The 2 decorators : Mushroom and Pepperoni

public class Mushroom extends PizzaDecorator {

    public Mushroom(Pizza newPizza) {
        super(newPizza);
    }

    @Override
    public String bakePizza() {
        return super.bakePizza() + " with Mashroom Topings";
    }

    @Override
    public float getCost() {
        return super.getCost()+80;
    }
}
public class Pepperoni extends PizzaDecorator {

    public Pepperoni(Pizza newPizza) {
        super(newPizza);
    }

    @Override
    public String bakePizza() {
        return super.bakePizza() + " with Pepperoni Toppings";
    }

    @Override
    public float getCost() {
        return super.getCost()+110;
    }
}

The test Case:

public class PizzaDecoratorTest {

    @Test
    public void shouldMakePepperoniPizza(){
        Pizza pizza = new Pepperoni(new BasePizza());
        assertEquals("Basic Pizza with Pepperoni Toppings",pizza.bakePizza());
        assertEquals(210.0,pizza.getCost(),0);
    }
}

The difference :

Patterns like builder and factory(and abstract factory) are used in creation of objects.

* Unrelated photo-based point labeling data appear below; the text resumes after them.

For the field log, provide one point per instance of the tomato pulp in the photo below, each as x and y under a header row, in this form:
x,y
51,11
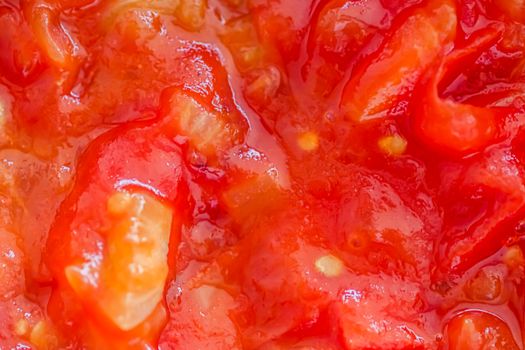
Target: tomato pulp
x,y
262,174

And the patterns like decorator (also called as structural design patterns) are used for extensibility or to provide structural changes to already created objects.

Both types of patterns largely favour composition over inheritance, so giving this as a differentiator for using builder instead of decorator will not make any sense. Both give behaviour upon runtime rather than inheriting it.

So, one should use builder if he wants to limit the object creation with certain properties/features. For example there are 4-5 attributes which are mandatory to be set before the object is created or we want to freeze object creation until certain attributes are not set yet. Basically, use it instead of constructor – as Joshua Bloch states in Effective Java, 2nd Edition. The builder exposes the attributes the generated object should have, but hides how to set them.

Decorator is used to add new features of an existing object to create a new object. There is no restriction of freezing the object until all its features are added.
Both are using composition so they might look similar but they differ largely in their use case and intention.

Another approach could be to use Factory Pattern; if we do not want to expose the attributes and want the creation of a certain pizza “magically” inside then based on some attributes.
We will explore this implementation using Factory Pattern in the later post.